Er wiederholt seine Auffassung, dass Maßnahmen der besseren Rechtsetzung bestehende oder künftige Standards im Umwelt-, Natur-, Verbraucher-, Gesundheits-, Arbeits- und Sozialschutz sowie im Arbeitsrecht oder bei der Bürgerbeteiligung nicht in Frage stellen dürfen.
Der Bundesrat verweist darauf, dass die Frage der Standardsetzung innerhalb der geregelten EU-Rechtsetzungsverfahren zu klären ist.
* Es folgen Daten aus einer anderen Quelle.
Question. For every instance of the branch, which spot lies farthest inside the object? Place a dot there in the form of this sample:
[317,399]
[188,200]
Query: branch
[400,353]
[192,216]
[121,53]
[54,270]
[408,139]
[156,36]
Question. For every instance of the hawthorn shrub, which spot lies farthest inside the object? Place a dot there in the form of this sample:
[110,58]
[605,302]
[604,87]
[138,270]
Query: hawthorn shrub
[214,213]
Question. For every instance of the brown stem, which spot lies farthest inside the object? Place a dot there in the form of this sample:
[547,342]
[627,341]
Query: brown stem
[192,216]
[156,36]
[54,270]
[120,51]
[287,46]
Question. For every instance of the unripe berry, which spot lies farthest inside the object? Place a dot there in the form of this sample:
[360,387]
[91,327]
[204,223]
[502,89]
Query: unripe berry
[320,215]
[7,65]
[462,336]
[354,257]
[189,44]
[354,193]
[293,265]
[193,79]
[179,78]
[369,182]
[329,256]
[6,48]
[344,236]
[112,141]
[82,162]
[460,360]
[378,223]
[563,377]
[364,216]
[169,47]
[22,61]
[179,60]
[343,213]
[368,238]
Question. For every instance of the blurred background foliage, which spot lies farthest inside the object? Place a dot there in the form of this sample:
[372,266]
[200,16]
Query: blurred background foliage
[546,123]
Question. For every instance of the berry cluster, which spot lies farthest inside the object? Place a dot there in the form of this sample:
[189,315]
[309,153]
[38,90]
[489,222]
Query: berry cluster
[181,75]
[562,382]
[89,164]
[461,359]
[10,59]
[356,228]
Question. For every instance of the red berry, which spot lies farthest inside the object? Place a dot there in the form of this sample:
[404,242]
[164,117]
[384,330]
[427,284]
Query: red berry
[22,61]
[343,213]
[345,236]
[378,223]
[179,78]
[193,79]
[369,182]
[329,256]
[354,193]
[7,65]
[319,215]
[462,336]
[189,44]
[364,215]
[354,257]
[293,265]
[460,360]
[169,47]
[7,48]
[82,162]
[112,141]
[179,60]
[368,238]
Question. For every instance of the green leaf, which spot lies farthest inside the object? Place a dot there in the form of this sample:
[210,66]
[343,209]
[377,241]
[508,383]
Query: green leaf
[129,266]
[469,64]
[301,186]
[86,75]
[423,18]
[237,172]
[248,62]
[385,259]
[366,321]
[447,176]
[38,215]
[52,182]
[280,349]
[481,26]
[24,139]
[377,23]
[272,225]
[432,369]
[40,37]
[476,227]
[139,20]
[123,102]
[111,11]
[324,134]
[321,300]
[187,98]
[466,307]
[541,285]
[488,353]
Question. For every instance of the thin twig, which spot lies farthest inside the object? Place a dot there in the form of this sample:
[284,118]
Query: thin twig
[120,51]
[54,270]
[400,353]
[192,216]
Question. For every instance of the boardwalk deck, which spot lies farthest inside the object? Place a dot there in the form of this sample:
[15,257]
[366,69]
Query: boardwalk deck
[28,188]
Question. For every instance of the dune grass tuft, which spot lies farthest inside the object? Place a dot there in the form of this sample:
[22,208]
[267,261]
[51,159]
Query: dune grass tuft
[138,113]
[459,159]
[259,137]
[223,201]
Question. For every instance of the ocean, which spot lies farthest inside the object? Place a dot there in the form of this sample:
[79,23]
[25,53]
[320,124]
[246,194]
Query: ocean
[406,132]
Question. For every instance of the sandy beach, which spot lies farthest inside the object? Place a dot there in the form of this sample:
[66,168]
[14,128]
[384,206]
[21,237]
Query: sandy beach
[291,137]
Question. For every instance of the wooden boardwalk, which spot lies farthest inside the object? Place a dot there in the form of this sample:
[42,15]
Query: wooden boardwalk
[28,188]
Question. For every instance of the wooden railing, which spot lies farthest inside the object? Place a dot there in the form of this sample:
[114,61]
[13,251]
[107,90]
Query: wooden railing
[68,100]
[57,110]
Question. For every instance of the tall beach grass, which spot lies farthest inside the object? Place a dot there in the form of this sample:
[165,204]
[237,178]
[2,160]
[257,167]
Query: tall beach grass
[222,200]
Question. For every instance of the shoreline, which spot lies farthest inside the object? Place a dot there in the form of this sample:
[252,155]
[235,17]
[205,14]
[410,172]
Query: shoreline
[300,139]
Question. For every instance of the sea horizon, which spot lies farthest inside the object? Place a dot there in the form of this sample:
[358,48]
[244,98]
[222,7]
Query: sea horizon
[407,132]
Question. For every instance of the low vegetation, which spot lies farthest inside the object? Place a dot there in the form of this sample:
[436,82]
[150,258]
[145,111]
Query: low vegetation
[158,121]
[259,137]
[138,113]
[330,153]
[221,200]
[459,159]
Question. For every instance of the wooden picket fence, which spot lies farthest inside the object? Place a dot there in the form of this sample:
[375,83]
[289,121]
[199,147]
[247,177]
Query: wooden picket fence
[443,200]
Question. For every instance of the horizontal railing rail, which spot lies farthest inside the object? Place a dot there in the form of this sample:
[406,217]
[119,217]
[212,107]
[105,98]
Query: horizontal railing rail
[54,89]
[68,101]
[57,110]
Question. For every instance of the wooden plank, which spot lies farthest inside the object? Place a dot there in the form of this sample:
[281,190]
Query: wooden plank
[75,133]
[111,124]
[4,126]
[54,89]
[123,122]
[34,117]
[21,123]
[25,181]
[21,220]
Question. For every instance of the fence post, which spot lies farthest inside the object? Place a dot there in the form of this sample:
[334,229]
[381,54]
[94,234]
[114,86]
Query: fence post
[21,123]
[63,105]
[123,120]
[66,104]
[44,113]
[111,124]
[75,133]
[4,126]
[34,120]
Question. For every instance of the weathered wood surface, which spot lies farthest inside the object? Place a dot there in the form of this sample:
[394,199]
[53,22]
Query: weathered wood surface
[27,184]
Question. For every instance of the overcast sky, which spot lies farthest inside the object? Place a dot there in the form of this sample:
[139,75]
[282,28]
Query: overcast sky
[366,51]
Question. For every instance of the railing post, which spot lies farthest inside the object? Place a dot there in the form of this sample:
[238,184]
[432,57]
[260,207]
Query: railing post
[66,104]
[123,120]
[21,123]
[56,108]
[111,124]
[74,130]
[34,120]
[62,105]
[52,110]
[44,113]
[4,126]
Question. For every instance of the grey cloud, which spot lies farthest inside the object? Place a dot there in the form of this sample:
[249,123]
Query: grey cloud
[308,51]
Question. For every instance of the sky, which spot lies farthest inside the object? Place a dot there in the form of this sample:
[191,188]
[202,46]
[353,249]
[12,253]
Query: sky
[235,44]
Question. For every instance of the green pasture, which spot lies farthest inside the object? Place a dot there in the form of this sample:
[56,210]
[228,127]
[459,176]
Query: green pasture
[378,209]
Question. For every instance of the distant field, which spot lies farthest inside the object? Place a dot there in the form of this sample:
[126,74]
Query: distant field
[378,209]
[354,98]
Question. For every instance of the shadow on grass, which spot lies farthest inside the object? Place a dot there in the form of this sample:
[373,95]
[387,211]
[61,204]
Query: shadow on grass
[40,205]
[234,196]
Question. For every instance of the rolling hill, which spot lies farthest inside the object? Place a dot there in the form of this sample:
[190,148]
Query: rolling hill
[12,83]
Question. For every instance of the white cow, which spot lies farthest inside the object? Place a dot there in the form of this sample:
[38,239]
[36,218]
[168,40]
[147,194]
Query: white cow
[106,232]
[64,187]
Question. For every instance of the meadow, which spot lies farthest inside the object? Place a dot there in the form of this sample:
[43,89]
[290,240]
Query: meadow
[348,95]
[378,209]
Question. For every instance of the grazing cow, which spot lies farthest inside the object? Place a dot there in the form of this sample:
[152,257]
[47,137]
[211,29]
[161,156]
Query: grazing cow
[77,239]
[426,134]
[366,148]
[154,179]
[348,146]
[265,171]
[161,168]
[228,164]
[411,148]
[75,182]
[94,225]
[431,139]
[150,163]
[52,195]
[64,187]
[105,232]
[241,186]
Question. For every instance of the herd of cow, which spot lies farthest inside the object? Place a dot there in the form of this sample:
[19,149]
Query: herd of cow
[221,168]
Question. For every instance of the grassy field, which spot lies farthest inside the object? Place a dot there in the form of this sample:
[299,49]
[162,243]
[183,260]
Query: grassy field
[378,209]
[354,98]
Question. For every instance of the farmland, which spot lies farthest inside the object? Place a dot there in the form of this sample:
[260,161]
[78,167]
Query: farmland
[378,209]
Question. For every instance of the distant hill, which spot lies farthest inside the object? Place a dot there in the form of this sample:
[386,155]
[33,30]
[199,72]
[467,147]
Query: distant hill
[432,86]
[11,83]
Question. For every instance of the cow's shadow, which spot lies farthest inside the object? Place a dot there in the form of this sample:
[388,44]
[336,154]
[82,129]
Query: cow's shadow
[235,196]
- 12. Der Bundesrat weist darauf hin, dass die Zielsetzung von REFIT zur Vereinfachung und zum Abbau von Verwaltungslasten nicht dazu führen darf, dass die Interessen der Verbraucherinnen und Verbraucher, [des Umwelt- und des Naturschutzes] hinter den Interessen der anbietenden Wirtschaft zurückstehen und [Schutzstandards] {,unter anderem Verbraucherschutzstandards,} abgesenkt werden. Maßnahmen im Sinne einer Entbürokratisierung sind kein Selbstzweck, sondern müssen hinsichtlich ihrer Auswirkungen genau geprüft werden.
- 13. Im Übrigen verweist er auf seine früheren Stellungnahmen zum REFIT-Programm der Kommission
vom 25. September 2015, BR-Drucksache 242/15(B) ,
vom 10. Oktober 2014, BR-Drucksache 272/14(B) ,
vom 19. Dezember 2013, BR-Drucksache 718/13(B) und
vom 1. Februar 2013, BR-Drucksache 771/12(B) .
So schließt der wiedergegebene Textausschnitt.